The statistics for drowning/near drownings between 1999 and 2005 for children 0-19 years old are as follows:
• 193 children suffered injuries due to drowning. Of those, 10.9 percent were less than 1-year-old; 33.2 percent were 1-to-4-years-old; 24.4 percent were between the ages of 5-and-9-years-old; 18.7 percent were 10-14-years-old; and 13 percent of injuries occurred in children 15-19 years-old.
• Of those 193 injured, 11.4 percent died; 46.1 percent were hospitalized and 42.5 percent required emergency room visits.
• Approximately 1/3 of injuries occurred in the home, while 1/4 percent occurred in a sports/recreation environment.
• Most drownings and near drownings occur in the months of June (25.4%) and July (30.6).
• African Americans account for 48.7 percent of the injury rate while 46.6 are white.

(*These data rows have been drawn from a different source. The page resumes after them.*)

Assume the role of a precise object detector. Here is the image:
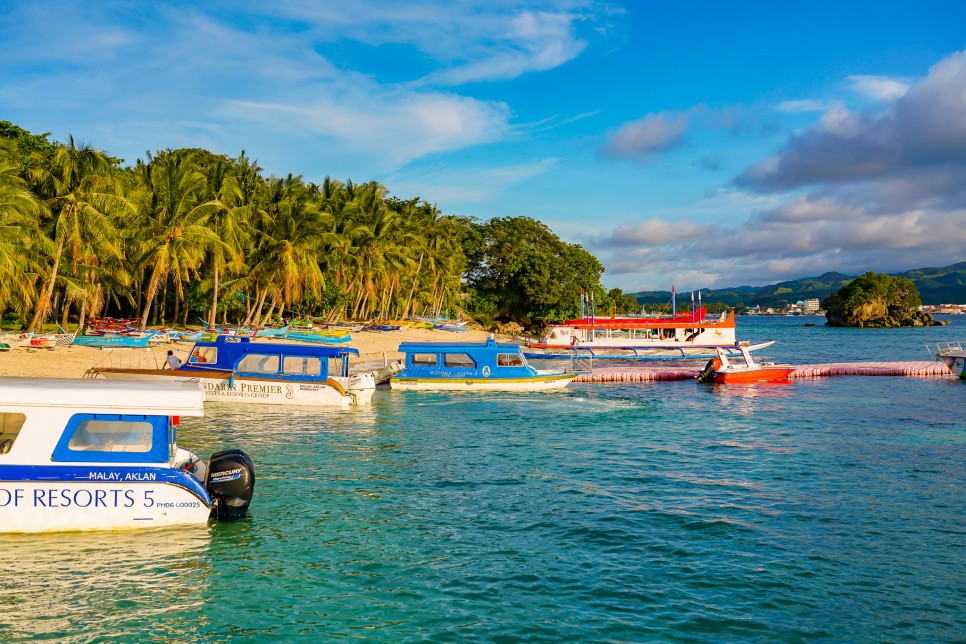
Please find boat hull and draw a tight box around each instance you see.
[0,466,211,533]
[938,352,966,380]
[714,367,795,385]
[389,374,576,391]
[523,340,775,360]
[91,368,362,407]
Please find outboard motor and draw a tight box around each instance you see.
[698,360,721,382]
[205,449,255,520]
[346,371,376,405]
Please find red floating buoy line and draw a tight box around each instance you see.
[574,361,954,382]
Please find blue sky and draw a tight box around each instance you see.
[0,0,966,292]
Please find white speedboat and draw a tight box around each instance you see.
[933,342,966,380]
[0,377,255,532]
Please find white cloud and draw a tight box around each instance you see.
[775,98,837,114]
[601,112,691,163]
[848,76,909,101]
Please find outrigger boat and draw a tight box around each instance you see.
[927,342,966,380]
[389,338,577,391]
[87,335,376,407]
[525,308,774,359]
[698,347,796,384]
[71,331,160,348]
[0,377,255,532]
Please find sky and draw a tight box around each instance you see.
[0,0,966,292]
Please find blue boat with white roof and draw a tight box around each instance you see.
[0,377,255,532]
[389,338,576,391]
[88,335,376,407]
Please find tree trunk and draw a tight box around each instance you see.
[140,264,161,331]
[27,239,64,333]
[402,251,423,320]
[208,261,218,325]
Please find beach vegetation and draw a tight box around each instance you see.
[0,121,634,331]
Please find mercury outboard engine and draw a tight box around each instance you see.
[205,449,255,520]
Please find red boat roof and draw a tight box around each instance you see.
[561,309,735,329]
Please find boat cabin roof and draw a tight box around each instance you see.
[192,335,359,362]
[399,339,520,353]
[0,376,204,416]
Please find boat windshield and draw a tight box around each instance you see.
[496,353,525,367]
[443,353,476,369]
[282,356,322,376]
[0,412,27,454]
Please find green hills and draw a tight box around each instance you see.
[627,262,966,308]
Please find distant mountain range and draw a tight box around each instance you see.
[627,262,966,308]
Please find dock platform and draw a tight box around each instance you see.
[574,361,955,382]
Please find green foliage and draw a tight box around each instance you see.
[0,122,616,326]
[822,272,922,326]
[463,217,606,325]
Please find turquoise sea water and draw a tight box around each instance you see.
[0,317,966,642]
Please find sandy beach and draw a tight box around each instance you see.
[0,329,500,378]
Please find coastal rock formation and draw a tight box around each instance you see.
[822,273,948,328]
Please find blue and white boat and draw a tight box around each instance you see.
[389,338,576,391]
[0,377,255,532]
[71,331,159,348]
[88,335,376,407]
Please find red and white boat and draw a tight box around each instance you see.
[525,308,774,358]
[698,347,796,384]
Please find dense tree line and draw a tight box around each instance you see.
[0,121,631,330]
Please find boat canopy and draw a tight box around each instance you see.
[399,338,520,353]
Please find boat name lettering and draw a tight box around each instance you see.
[0,488,163,508]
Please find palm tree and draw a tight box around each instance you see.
[249,175,329,325]
[0,155,45,313]
[130,150,224,329]
[28,137,131,331]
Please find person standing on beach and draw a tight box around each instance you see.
[164,349,181,369]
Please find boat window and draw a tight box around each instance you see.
[67,419,154,452]
[443,353,476,369]
[0,412,27,456]
[282,356,322,376]
[411,353,436,367]
[51,414,171,463]
[496,353,523,367]
[236,353,279,373]
[188,347,218,364]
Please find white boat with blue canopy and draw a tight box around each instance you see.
[389,338,577,391]
[0,377,255,532]
[88,335,376,407]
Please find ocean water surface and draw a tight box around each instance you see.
[0,317,966,642]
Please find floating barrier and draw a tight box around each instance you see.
[574,361,953,382]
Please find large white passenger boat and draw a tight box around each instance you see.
[0,377,255,532]
[526,308,774,358]
[88,335,376,407]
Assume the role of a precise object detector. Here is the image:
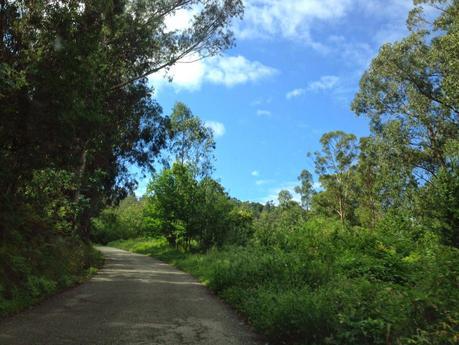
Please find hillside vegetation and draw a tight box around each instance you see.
[101,1,459,345]
[0,0,459,345]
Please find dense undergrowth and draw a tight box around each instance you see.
[110,221,459,345]
[0,234,103,318]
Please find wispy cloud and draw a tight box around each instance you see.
[285,75,340,99]
[307,75,339,92]
[150,55,279,91]
[285,88,306,99]
[235,0,352,50]
[255,179,275,186]
[257,109,271,116]
[205,121,226,138]
[259,181,301,204]
[206,55,278,86]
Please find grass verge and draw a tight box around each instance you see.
[0,238,104,319]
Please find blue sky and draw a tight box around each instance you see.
[137,0,412,203]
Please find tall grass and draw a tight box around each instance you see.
[112,223,459,345]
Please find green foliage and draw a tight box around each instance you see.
[0,234,103,317]
[169,102,215,177]
[111,222,459,345]
[147,163,252,250]
[91,196,152,244]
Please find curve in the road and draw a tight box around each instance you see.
[0,247,261,345]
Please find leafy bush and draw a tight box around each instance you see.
[113,223,459,345]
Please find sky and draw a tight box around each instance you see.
[136,0,412,203]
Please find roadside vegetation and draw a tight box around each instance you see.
[103,2,459,345]
[0,0,459,345]
[0,0,242,317]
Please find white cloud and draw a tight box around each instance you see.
[250,97,272,107]
[206,55,277,86]
[205,121,226,138]
[150,55,278,91]
[164,9,197,32]
[257,109,271,116]
[235,0,352,49]
[260,181,301,205]
[285,75,340,99]
[285,88,306,99]
[255,179,275,186]
[307,75,339,91]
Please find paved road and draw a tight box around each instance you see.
[0,247,261,345]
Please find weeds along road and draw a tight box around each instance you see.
[0,247,261,345]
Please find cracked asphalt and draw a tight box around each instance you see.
[0,247,263,345]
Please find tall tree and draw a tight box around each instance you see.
[315,131,358,224]
[352,0,459,245]
[277,189,293,207]
[295,169,315,211]
[0,0,242,238]
[170,102,215,177]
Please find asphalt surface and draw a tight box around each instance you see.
[0,247,262,345]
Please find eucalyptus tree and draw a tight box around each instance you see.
[0,0,243,236]
[169,102,215,177]
[352,0,459,245]
[295,169,315,211]
[314,131,358,224]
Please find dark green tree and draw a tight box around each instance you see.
[315,131,358,224]
[169,102,215,177]
[295,169,315,211]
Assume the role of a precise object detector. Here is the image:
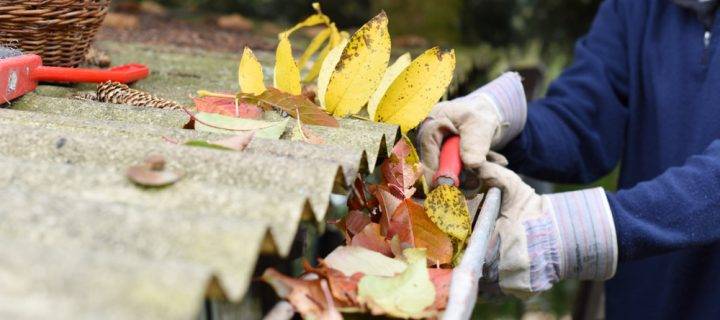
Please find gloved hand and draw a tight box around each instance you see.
[480,162,618,298]
[418,72,527,182]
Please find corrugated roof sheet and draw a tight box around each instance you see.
[0,43,399,319]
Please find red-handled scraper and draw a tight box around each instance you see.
[425,136,470,261]
[0,47,150,103]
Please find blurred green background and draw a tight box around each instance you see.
[125,0,617,319]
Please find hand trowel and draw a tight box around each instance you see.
[0,47,150,104]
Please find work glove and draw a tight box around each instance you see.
[480,162,618,298]
[418,72,527,181]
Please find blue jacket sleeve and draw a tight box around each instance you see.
[501,0,629,183]
[607,139,720,261]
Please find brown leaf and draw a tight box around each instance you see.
[193,96,262,119]
[380,154,422,199]
[350,223,393,257]
[345,210,370,235]
[348,177,378,211]
[126,155,182,187]
[303,261,364,308]
[368,185,403,235]
[428,268,452,310]
[237,88,340,127]
[262,268,344,319]
[387,199,453,265]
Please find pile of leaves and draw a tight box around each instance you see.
[186,3,455,149]
[262,139,477,319]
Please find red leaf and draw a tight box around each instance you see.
[238,88,340,127]
[303,261,365,308]
[345,210,370,235]
[380,154,422,199]
[262,268,344,318]
[369,185,403,238]
[387,199,453,265]
[193,96,262,119]
[428,268,452,310]
[350,223,393,257]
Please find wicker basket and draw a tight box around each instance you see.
[0,0,110,67]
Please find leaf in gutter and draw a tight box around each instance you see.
[375,47,455,132]
[238,47,265,94]
[185,131,255,151]
[238,88,340,127]
[318,39,349,109]
[193,96,262,119]
[323,246,407,277]
[350,223,393,257]
[324,12,390,117]
[387,199,453,265]
[358,249,435,319]
[273,33,302,95]
[428,268,452,310]
[193,112,289,140]
[297,28,333,69]
[368,52,412,121]
[261,268,342,319]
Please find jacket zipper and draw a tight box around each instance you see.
[702,30,712,64]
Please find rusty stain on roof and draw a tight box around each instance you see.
[0,43,400,319]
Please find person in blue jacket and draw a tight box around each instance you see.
[419,0,720,319]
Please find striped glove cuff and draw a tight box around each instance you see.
[468,72,527,148]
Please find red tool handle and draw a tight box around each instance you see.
[31,64,150,83]
[433,136,462,187]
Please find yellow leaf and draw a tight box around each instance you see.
[375,47,455,132]
[425,185,470,243]
[303,23,347,82]
[368,52,412,120]
[238,47,265,94]
[273,32,302,95]
[317,39,348,108]
[298,28,332,69]
[324,12,390,116]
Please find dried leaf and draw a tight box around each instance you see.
[368,52,412,120]
[323,246,407,277]
[193,112,289,140]
[318,39,349,109]
[238,47,265,95]
[193,96,262,119]
[273,32,302,95]
[303,23,340,82]
[358,249,435,319]
[425,185,470,244]
[320,12,390,116]
[303,261,365,311]
[375,47,455,132]
[388,199,453,265]
[126,155,182,187]
[238,88,340,127]
[262,268,337,319]
[345,210,370,236]
[290,112,325,144]
[380,154,422,199]
[370,185,403,235]
[428,268,452,310]
[350,223,393,257]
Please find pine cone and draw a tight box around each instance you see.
[97,81,182,110]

Some 65.3 victims are male and 34.7 are female.

Teaching your child how to swim DOES NOT mean your child is safe in water. Knowledge is a powerful tool for combating water tragedies. Knowing how and where children drown, as well as the concrete steps you can take to avoid danger, may make a life-and-death difference for your family. To keep your family safe, remember these tips:
• All caregivers should learn CPR.
• Never leave a toy in or around a pool.
• Make sure there is a telephone by the pool in case of an emergency.
• If you use an inflatable or plastic pool, make sure you dump the water out of the pool after each use and turn the pool upside down when finished with it.
• Install a fence at least four-foot high around all four sides of the pool. Pool covers are not a substitute for 4-sided fencing.
• Never leave children alone in or near water, even for a moment. An adult should be within arm’s length, providing “touch supervision.”
• Make sure pool gates self-close and self-latch at a height children can’t reach.
• Keep rescue equipment (a shepherd’s hook - a long pole with a hook on the end - and life preserver).
• Avoid inflatable swimming aids such as “floaties.” They are not a substitute for approved life vests and can give children a false sense of security.
• Teach children to swim when they’re ready, usually after age 4.
• Use a barrier like a fence to keep children away from pools or other bodies of water.
• Empty and turn over all water containers after you use them.
• Teach children to never run, push or jump on others around water.
• Teach children never to swim alone.
• If your child is found floating in water start Cardiopulmonary resuscitation (CPR) immediately.
• If your child is missing check surrounding bodies of water immediately.